Many technologies are commercially available, including online HPLC and mass spectrometry, and the issue is mainly on the design end—building the currently available tools and techniques into the process.
Weinberg emphasizes the need to design flexible versus fixed processes, with flexible parameters. For example, rather than designating a static temperature for a particular process, identify an optimal temperature range that allows for adjustments depending on the fluctuation of other process parameters. Weinberg also stresses the importance of building robustness into instruments and designing them to monitor and self-control their own operations.
Another challenge in implementing PAT is the need for organization-wide cooperation and integration. Teams from different parts of a company have to work together to design and adopt systems that will work across the organization.
Based on his involvement in developing the FDA’s PAT guidance, Dr. Hussain explains that the agency’s intention was not to dictate how companies should implement PAT, but rather to create a flexible regulatory process that would involve regular meetings with regulators, at which time companies could present and discuss individual strategies and innovative approaches.

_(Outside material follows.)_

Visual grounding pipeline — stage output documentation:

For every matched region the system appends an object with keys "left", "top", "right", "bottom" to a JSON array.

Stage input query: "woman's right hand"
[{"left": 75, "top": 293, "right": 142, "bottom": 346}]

“In some sense, regulatory uncertainty can only be reduced through consultation with the FDA,” says Dr. Hussain. That is how the FDA avoided a more prescriptive guidance, which would have hampered innovation.
“Ultimately, the cost associated with manufacturing is reflected in how efficient the manufacturing process is, and the efficiency of the manufacturing process depends on how well you understand the process and are able to control it,” says Dr. Hussain. Whenever process variables deviate from the specifications, the result will be the loss of one or several batches and an extensive investigation process, which all adds up to very long cycle times. Designing in PAT upfront can offer substantial, long-lasting benefits for optimizing productivity across an organization.